The Judges acknowledged that the local authority and domestic courts have a wide margin of appreciation in balancing the conventions rights. It did not believe that margin of appreciation was exceeded in giving greater weight to the local authority’s aim in promoting a policy aimed at protecting the rights of others against Ms Ladele’s Article 9 right. There was therefore no breach of that Article 9 right.

We can see from each of these cases that when a breach of Article 9 is claimed the domestic courts and ECtHR are seeking to ensure any restriction of section 1 is legitimate and proportionate in compliance with the requirements of section 2. In the case of Ms Eweida, we saw that the domestic courts had breached her Article 9 right by not protecting it against a private company; which, by its own actions, was not able to demonstrate a legitimate ground for restricting her right to manifest her religion by wearing a cross alongside her corporate uniform. In Ms Chaplin’s case, preventing her from wearing a cross on a chain with her uniform was a legitimate restriction of her right to manifest her religion on the grounds of health and safety, both her own and that of her patients.
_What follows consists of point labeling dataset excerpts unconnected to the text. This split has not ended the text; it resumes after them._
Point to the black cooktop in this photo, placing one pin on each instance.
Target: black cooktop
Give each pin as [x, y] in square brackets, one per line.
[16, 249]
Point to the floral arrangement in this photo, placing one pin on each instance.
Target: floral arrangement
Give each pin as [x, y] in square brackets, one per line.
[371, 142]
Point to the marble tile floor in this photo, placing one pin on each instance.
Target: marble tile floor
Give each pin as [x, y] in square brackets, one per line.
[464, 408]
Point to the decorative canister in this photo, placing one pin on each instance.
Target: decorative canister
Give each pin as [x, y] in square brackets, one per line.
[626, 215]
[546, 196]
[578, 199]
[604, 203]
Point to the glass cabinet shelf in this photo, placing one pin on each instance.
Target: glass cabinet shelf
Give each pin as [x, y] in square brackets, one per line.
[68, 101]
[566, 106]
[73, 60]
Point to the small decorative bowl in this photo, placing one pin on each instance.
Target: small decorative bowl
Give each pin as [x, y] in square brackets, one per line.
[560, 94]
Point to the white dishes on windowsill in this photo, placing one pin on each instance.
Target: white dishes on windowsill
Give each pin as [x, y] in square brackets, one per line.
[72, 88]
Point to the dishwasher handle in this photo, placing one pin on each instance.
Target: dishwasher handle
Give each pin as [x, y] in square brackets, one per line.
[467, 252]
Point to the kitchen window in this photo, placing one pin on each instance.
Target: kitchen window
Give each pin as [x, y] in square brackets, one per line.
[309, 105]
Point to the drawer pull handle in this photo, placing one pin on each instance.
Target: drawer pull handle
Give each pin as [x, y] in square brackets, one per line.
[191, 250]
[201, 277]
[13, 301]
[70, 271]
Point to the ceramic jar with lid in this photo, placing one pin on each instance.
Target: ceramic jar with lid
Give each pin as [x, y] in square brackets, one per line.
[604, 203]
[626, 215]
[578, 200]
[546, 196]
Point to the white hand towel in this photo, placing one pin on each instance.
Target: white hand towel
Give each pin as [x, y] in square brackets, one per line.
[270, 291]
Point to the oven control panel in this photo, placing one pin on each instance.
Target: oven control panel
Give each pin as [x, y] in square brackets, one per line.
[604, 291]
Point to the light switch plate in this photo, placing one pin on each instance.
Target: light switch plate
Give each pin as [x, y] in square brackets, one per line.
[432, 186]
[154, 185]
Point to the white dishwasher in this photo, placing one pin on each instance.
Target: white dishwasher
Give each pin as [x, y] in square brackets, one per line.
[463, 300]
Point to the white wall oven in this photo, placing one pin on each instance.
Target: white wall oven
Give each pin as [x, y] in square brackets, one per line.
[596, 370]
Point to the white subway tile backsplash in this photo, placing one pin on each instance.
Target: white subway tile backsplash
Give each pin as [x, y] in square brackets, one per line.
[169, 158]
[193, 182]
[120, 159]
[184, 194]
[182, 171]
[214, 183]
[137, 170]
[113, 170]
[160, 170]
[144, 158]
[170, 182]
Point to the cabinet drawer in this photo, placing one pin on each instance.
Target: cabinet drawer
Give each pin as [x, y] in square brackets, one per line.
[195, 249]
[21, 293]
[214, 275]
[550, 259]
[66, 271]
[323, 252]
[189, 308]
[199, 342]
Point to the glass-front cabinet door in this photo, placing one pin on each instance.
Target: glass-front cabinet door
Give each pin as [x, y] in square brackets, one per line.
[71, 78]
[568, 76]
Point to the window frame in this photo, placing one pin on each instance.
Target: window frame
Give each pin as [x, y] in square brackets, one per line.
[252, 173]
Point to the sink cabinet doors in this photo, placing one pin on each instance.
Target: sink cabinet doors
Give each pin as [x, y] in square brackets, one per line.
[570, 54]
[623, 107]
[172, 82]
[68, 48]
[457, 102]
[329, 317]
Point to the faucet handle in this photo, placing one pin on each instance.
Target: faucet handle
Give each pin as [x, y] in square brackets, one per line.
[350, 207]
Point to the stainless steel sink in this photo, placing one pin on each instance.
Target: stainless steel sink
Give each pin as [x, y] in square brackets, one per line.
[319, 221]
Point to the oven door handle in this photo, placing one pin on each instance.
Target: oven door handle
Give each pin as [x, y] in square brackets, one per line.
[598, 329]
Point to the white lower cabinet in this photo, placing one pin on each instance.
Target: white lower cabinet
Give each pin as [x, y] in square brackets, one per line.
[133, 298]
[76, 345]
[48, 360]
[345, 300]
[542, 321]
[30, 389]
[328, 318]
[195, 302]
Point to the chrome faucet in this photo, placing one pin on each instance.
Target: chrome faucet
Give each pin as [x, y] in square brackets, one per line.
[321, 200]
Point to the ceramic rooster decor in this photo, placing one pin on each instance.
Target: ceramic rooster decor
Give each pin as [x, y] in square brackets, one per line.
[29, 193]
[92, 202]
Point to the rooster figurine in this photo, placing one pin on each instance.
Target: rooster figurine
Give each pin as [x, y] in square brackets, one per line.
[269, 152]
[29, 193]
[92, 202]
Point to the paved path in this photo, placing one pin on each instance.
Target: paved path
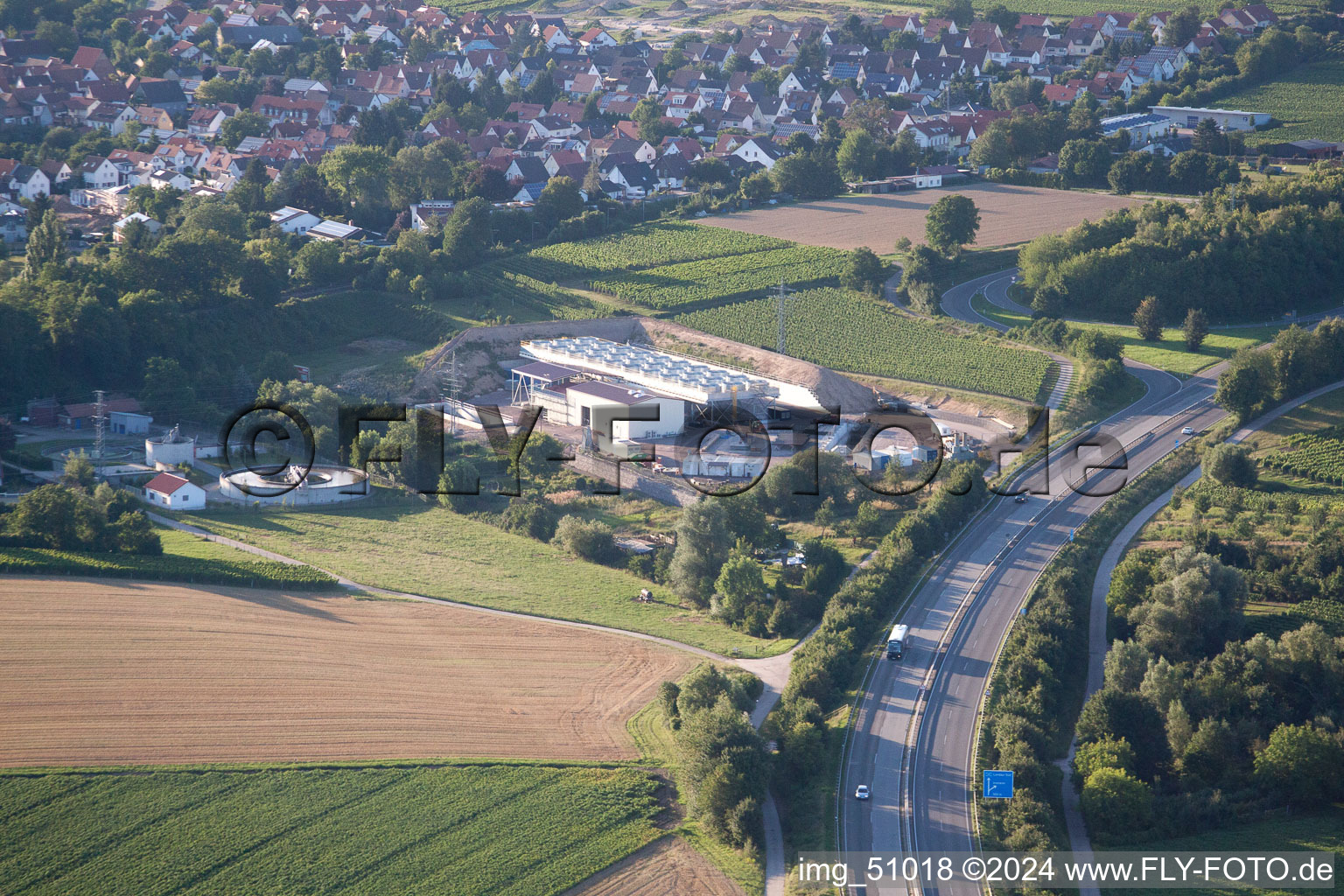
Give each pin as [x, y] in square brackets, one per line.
[1097, 642]
[355, 586]
[956, 303]
[772, 670]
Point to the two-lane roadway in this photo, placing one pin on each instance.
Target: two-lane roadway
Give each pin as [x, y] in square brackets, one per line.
[920, 774]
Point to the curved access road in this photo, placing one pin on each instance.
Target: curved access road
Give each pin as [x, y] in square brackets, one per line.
[956, 303]
[915, 725]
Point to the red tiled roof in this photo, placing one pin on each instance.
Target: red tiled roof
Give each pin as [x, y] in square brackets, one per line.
[165, 484]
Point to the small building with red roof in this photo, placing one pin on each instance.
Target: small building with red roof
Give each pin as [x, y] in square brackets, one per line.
[173, 494]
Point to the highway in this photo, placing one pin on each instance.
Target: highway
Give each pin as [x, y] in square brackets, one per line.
[920, 774]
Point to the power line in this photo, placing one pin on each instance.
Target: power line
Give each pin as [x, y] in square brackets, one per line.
[784, 298]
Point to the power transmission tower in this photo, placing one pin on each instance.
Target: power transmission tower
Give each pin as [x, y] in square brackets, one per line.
[100, 416]
[451, 384]
[784, 298]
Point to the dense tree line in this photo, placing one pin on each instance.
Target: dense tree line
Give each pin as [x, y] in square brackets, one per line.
[1296, 361]
[1246, 256]
[75, 516]
[724, 760]
[1042, 672]
[827, 664]
[1101, 375]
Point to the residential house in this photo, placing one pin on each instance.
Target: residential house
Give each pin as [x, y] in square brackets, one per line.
[173, 494]
[118, 228]
[295, 220]
[100, 173]
[205, 122]
[761, 150]
[162, 94]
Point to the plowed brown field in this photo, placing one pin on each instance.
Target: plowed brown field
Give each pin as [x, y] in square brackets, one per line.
[1007, 215]
[101, 672]
[667, 866]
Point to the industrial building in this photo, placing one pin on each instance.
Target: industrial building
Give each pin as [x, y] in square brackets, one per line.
[567, 381]
[1225, 118]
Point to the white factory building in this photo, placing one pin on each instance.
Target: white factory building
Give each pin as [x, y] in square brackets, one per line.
[682, 387]
[582, 398]
[1225, 118]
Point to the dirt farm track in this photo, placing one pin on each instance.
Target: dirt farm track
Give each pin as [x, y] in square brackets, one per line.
[1007, 215]
[102, 672]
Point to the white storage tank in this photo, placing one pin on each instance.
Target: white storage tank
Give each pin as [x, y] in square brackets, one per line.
[170, 449]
Ms Ladele’s case was less straightforward. It is arguable that, provided Islington Borough Council was able to provide a Civil Partnership Registrar Service, then maybe there would have been room for conscientious objection on the part of those who hold a religious belief that such a union was tantamount to marriage, which according to many religious doctrines should be the union of a man and a woman.

However, Islington Borough Council was afforded a wide margin of appreciation by the ECtHR: the margin of appreciation being a concept that allows a certain amount of wiggle room to democratically elected state governments in their implementation of convention rights. The fact that Islington Borough Council believed that the furtherance of equality and diversity, not just in terms of sexuality but more broadly, took precedent over an employee’s Article 9 right is surely evidence of a properly functioning pluralistic democracy.